Von der internationalen Presse werden Sie als der Mann bezeichnet, der «Meilensteine in der Werbegeschichte schuf». Einen dieser Meilensteine legten Sie für Audi…

Als ich vor 40 Jahren eine alte Audi-Werkshalle in Ingolstadt besuchte – meine Londoner Agentur BBH hatte einen Werbeauftrag von Audi – fand ich dieses vergilbte Plakat mit der Aufschrift «Vorsprung durch Technik». Obwohl ich nicht sofort verstand, was das bedeutet, spürte ich das Elektrisierende, das von dem Satz ausging. Marktforscher rieten mir davon ab, den Slogan in UK zu relaunchen: Deutsch wäre negativ konnotiert wegen der Weltkriege und so weiter. Ich war derart überzeugt von der Bildkraft dieser Worte, dass ich die Audi-Chefs für meine Kampagne gewann.

Ähnliche Erfolge erzielten Sie Mitte der 80er Jahre mit den «Levi’s 501»-Werbefilmen, in denen unter anderem Brad Pitt die Marken-Jeans erotisch inszeniert. Legen Sie die Messlatte für den Erfolg Ihrer Weine auch so hoch?

Nein. Die Domäne ist perfekt gewählt, eben weil die Region nicht solche Erwartungen weckt, wie es ein Weingut im Burgund oder in Bordeaux täte. Im Minervois ist es ein bisschen wie in Soho, du fühlst dich frei, kannst viel ausprobieren. Es weht ein Hauch von Wildwest – die Appellation ist geküsst vom milden Mittelmeerklima, von Winden wie Tramontane oder Cers, die die Reben trocknen, und von erstklassigen Böden, in meinem Fall Kalkstein, Lehm und einigen Flächen mit Schieferanteilen. In 50 Jahren hat die Region vielleicht eine Reputation wie Bordeaux. Davon werde ich dann wohl kaum mehr profitieren.

Stichwort «Ausprobieren»: Welche Innovationen gibt es in Ihrer Domäne?

Eine ist die Hochfrequenz-Reinigung der Holzfässer. Wir haben Barriques von der burgundischen Küferei Seguin Moreau und leicht getoastete Eichenfässer vom niederösterreichischen Fassbinder Stockinger. Damit die Fässer ihren reifen, unverfälschten Eichengeschmack behalten, setzen wir diese Ultraschalltechnik ein, die ohne Chemikalien desinfiziert. So werden Syrah, Mourvèdre, Carignan und Grenache Noir noch authentischer widergespiegelt.
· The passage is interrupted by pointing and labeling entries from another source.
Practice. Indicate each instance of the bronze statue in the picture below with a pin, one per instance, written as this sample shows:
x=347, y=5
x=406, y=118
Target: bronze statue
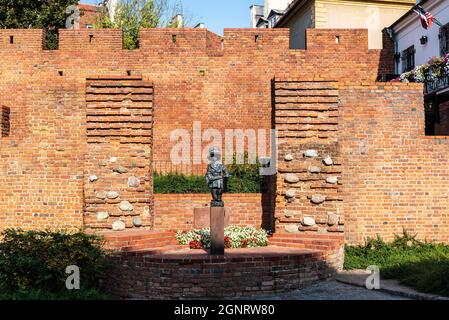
x=216, y=177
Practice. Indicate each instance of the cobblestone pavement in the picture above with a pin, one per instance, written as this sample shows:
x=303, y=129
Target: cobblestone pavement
x=333, y=290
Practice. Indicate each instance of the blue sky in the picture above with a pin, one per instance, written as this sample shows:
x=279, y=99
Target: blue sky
x=217, y=15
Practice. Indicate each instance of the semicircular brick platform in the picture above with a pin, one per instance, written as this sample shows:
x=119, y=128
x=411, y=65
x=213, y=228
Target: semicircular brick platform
x=166, y=271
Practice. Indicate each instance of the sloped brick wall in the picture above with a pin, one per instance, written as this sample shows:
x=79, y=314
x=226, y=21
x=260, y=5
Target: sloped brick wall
x=309, y=162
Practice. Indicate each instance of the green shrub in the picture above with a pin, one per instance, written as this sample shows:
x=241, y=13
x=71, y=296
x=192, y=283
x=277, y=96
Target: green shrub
x=34, y=262
x=245, y=178
x=178, y=183
x=421, y=265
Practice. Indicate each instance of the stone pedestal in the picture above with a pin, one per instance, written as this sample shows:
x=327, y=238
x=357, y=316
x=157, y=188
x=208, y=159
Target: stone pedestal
x=201, y=217
x=217, y=217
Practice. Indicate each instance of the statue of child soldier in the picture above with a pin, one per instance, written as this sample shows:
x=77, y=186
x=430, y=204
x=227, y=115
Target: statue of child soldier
x=216, y=177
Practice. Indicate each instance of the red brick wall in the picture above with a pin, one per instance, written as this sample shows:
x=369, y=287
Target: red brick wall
x=306, y=119
x=175, y=211
x=4, y=121
x=224, y=82
x=394, y=177
x=442, y=128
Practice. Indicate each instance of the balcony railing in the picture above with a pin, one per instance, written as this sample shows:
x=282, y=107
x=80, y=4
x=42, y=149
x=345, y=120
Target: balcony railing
x=433, y=84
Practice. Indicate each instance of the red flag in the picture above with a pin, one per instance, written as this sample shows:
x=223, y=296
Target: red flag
x=426, y=18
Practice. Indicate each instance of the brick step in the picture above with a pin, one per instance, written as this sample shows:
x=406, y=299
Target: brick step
x=114, y=89
x=309, y=241
x=138, y=240
x=162, y=248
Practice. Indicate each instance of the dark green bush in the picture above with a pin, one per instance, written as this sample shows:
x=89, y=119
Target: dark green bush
x=33, y=262
x=420, y=265
x=245, y=178
x=241, y=181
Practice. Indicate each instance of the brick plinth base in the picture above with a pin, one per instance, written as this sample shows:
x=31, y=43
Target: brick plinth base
x=194, y=274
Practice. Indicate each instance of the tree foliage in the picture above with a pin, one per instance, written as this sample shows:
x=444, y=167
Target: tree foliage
x=49, y=15
x=132, y=15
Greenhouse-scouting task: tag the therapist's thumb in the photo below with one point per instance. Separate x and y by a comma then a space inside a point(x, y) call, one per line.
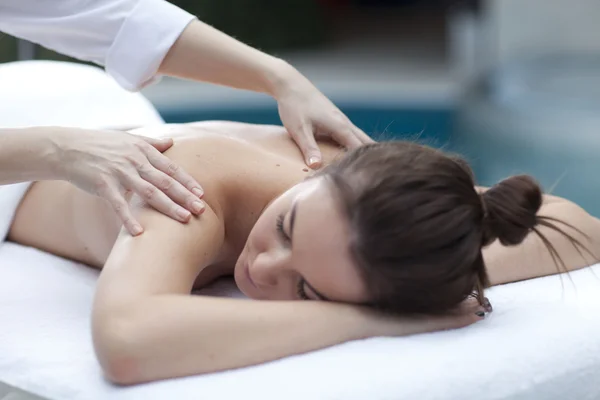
point(305, 139)
point(161, 145)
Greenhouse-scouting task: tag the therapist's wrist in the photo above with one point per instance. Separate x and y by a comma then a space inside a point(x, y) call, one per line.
point(280, 78)
point(55, 142)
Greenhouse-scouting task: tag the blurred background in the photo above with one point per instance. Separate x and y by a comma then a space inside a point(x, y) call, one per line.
point(513, 85)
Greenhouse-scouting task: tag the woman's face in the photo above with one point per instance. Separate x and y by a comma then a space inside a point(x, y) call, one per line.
point(298, 249)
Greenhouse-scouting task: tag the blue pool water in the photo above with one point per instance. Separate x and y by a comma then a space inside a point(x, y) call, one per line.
point(431, 125)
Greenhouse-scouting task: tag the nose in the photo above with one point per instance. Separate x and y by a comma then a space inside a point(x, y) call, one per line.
point(267, 268)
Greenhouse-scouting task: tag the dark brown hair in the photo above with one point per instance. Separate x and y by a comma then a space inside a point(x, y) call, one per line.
point(418, 223)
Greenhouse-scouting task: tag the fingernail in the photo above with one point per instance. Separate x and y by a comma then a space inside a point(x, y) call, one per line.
point(197, 206)
point(183, 214)
point(137, 230)
point(488, 306)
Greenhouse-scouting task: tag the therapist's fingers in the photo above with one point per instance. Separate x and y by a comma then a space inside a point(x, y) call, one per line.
point(170, 168)
point(121, 208)
point(173, 189)
point(161, 145)
point(154, 197)
point(305, 139)
point(362, 136)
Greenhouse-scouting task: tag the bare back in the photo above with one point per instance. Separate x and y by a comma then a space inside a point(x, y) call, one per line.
point(242, 167)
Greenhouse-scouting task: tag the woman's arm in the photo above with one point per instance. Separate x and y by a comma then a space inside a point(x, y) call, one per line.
point(532, 259)
point(147, 326)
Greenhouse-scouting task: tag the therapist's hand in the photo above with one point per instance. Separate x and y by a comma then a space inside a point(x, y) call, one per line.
point(114, 164)
point(306, 113)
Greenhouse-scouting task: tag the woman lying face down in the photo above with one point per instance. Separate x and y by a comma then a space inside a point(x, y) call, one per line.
point(387, 231)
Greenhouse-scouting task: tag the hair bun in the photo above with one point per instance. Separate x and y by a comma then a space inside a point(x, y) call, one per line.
point(510, 210)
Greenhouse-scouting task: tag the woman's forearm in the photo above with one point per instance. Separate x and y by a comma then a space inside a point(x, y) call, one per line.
point(177, 335)
point(203, 53)
point(27, 154)
point(533, 259)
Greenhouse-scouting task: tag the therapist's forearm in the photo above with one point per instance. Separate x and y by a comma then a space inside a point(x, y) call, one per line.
point(27, 154)
point(203, 53)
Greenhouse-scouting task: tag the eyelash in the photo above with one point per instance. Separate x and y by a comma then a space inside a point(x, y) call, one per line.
point(280, 230)
point(300, 290)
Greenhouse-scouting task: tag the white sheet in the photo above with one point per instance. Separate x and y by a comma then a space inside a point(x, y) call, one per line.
point(541, 342)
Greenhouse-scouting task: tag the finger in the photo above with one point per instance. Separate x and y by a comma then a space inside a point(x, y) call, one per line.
point(173, 189)
point(121, 208)
point(305, 139)
point(362, 136)
point(345, 136)
point(169, 167)
point(160, 201)
point(161, 145)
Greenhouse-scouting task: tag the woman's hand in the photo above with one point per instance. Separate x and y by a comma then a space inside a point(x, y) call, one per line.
point(466, 314)
point(306, 113)
point(114, 164)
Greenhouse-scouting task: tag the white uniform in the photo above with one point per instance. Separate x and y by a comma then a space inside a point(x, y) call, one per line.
point(129, 38)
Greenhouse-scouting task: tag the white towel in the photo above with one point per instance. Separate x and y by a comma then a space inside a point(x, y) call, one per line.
point(51, 93)
point(10, 198)
point(541, 342)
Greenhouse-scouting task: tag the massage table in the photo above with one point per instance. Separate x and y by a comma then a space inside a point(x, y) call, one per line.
point(541, 342)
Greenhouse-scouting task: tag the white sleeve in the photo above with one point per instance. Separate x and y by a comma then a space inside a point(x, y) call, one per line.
point(129, 38)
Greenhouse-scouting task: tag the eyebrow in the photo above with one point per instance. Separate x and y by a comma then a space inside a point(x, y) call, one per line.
point(292, 221)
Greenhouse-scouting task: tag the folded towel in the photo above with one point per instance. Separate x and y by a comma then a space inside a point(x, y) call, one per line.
point(542, 342)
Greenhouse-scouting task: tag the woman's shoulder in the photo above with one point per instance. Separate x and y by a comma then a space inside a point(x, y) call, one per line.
point(234, 139)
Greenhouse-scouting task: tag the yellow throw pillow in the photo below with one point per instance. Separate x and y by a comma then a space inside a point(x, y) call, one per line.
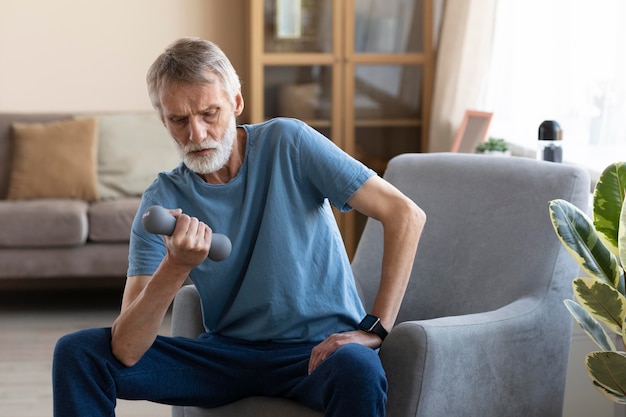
point(54, 160)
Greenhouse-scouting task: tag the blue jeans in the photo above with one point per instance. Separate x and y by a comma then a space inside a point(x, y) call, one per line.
point(211, 371)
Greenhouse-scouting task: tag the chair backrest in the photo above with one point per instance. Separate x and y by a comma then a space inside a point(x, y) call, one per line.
point(488, 239)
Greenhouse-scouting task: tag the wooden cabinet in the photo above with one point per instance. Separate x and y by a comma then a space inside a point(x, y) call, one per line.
point(358, 71)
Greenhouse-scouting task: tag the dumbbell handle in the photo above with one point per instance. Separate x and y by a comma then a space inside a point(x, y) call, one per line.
point(159, 221)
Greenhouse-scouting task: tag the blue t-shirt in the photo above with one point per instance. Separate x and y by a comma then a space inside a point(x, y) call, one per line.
point(288, 278)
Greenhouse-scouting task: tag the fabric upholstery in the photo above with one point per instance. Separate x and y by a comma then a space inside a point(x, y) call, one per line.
point(43, 223)
point(132, 149)
point(54, 160)
point(6, 139)
point(482, 330)
point(111, 220)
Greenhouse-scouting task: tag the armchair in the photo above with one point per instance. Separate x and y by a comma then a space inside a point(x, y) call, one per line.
point(482, 330)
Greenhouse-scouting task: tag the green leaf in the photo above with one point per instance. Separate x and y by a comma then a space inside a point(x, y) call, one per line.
point(607, 370)
point(590, 325)
point(603, 301)
point(579, 237)
point(622, 236)
point(608, 199)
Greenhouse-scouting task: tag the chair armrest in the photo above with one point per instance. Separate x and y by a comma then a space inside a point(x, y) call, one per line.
point(439, 366)
point(187, 313)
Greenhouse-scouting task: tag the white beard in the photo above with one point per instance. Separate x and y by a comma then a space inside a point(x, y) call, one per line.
point(217, 159)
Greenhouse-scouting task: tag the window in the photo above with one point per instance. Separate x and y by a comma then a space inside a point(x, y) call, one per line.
point(562, 60)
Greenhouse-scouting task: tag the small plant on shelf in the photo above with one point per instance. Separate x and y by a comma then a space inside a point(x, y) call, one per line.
point(493, 146)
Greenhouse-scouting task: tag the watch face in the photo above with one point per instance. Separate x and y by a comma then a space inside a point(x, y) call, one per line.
point(369, 321)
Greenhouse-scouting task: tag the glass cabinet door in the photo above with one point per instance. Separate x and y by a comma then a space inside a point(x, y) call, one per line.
point(385, 79)
point(298, 26)
point(388, 26)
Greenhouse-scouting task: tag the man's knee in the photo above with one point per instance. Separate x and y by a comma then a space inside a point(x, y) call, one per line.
point(74, 346)
point(360, 363)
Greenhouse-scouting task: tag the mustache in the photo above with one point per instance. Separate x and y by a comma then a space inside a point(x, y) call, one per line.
point(195, 147)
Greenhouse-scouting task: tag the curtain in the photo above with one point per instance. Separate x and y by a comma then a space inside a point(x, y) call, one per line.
point(462, 67)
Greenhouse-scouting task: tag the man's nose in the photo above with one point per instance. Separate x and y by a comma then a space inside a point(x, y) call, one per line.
point(197, 131)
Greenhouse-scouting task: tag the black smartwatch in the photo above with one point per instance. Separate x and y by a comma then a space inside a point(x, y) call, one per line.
point(371, 324)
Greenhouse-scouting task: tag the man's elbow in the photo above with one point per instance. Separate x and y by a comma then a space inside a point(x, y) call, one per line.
point(415, 217)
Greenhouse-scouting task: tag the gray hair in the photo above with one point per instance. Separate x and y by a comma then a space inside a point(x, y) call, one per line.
point(188, 60)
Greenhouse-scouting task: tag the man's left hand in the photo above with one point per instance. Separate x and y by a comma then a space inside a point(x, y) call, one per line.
point(337, 340)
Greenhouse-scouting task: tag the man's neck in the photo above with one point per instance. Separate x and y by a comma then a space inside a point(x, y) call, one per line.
point(232, 167)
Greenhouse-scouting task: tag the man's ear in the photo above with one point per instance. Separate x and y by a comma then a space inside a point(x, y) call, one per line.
point(239, 105)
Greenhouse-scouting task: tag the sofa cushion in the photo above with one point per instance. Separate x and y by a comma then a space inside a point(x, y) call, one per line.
point(6, 140)
point(110, 221)
point(132, 150)
point(54, 160)
point(43, 223)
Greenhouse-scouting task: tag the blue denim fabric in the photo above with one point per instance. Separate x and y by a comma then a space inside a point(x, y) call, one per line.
point(211, 371)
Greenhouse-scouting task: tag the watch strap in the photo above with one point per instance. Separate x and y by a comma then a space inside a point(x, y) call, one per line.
point(371, 324)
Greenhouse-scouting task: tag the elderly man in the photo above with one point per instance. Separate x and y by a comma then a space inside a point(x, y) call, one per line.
point(281, 313)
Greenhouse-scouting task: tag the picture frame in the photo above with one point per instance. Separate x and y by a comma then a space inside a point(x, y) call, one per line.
point(472, 131)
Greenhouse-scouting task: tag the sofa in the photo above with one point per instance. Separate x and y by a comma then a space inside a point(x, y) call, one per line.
point(70, 185)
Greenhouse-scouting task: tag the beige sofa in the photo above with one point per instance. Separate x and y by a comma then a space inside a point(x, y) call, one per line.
point(69, 189)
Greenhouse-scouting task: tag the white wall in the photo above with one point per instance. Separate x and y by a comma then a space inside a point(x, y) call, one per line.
point(86, 55)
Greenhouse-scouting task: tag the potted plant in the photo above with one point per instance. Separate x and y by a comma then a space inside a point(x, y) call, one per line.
point(599, 247)
point(493, 146)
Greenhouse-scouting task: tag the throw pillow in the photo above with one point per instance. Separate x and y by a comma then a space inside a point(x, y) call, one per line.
point(54, 160)
point(132, 150)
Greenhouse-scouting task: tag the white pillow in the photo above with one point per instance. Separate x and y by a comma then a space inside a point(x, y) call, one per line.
point(132, 150)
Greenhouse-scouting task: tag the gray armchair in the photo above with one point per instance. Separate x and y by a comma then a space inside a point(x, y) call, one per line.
point(482, 330)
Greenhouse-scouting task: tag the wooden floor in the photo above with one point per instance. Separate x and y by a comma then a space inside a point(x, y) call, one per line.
point(30, 324)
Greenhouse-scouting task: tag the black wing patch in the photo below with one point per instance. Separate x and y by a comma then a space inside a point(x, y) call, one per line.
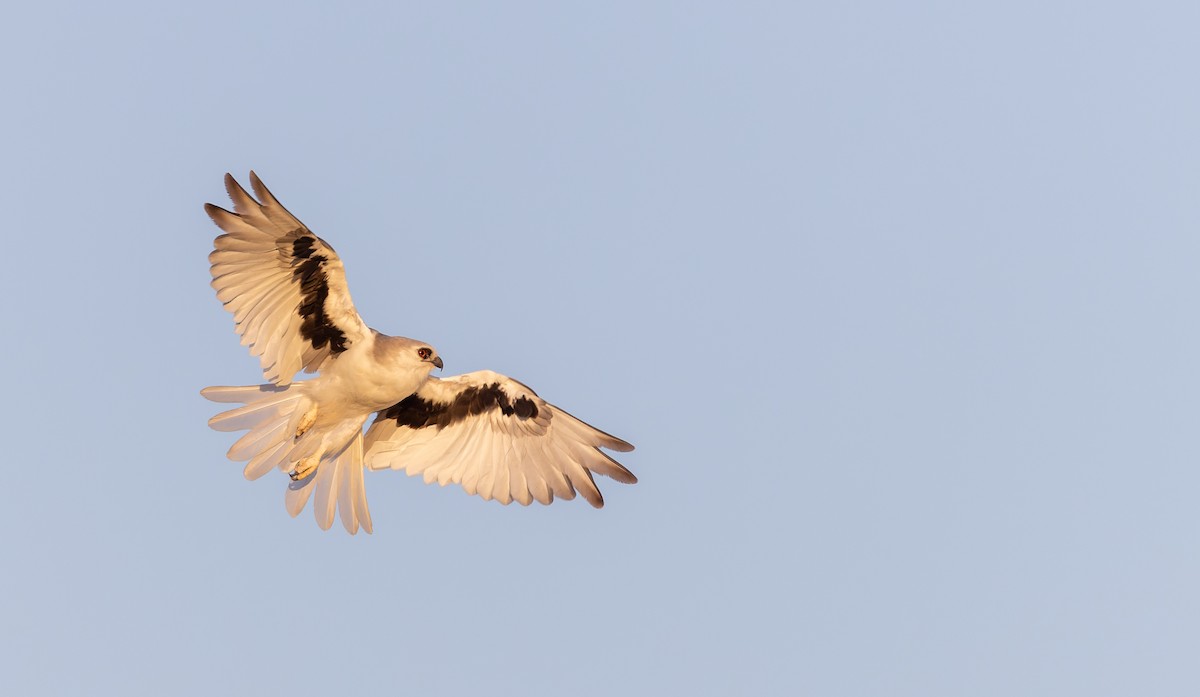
point(310, 271)
point(418, 413)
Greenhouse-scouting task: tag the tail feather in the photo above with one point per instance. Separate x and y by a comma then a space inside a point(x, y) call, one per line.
point(270, 415)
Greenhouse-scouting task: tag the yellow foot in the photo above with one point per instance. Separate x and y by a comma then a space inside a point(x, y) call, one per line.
point(306, 421)
point(304, 468)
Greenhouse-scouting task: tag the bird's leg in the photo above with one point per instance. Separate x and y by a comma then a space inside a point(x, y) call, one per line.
point(306, 421)
point(305, 467)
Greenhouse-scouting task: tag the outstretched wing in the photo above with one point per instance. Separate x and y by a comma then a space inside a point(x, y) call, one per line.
point(496, 438)
point(283, 284)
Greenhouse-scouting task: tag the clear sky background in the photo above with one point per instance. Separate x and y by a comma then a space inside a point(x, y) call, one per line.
point(895, 299)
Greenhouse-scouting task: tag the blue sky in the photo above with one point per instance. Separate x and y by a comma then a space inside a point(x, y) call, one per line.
point(895, 301)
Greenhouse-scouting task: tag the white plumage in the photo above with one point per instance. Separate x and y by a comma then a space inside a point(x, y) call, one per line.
point(490, 433)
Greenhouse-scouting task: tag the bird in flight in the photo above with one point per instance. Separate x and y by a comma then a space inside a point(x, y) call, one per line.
point(493, 436)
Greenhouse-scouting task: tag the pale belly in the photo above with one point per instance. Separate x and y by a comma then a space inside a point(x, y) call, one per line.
point(358, 388)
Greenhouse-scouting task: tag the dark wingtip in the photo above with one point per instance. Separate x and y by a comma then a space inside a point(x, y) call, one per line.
point(215, 211)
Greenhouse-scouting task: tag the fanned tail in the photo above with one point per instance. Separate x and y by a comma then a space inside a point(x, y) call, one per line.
point(271, 415)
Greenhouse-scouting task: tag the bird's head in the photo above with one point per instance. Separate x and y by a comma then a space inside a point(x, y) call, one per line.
point(407, 354)
point(427, 355)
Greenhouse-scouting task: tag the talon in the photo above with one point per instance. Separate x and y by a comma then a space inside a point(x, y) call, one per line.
point(304, 468)
point(306, 421)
Vorhin deuteten Sie noch eine kleine Sensation bei Hegarty Chamans an, die ebenfalls im Reifekeller stattfindet.

Wir haben seit kurzem ein Beton-Ei für unseren Grenache Blanc. Er wird kontinuierlich gerührt in dem Ei, und es findet eine komplett andere Oxidation statt. Ich war aufgeregt wie ein Kind, als ich das erste Ergebnis im Glas hatte. Reine Frucht, spannungsgeladen. Nach hinten raus flambierte Limone. Jessica erklärte mir, das Beton-Ei hätte den Goldenen Schnitt, also das perfekte Verhältnis von Oberfläche zu Durchmesser. Jedenfalls liefert die Gärung in diesen Gebinden das volle Kontrastprogramm zur Eichenfass-Reifung.

Wenn Sie ein Äquivalent zu «Vorsprung durch Technik» auf dem Gebiet der Weinwerbung finden müssten, wie würde es lauten?

Das kann ich Ihnen erst sagen, wenn ich ein altes vergilbtes Plakat im historischen Kellergewölbe von Château Pétrus gefunden habe.

Danke für dieses Gespräch, Sir John.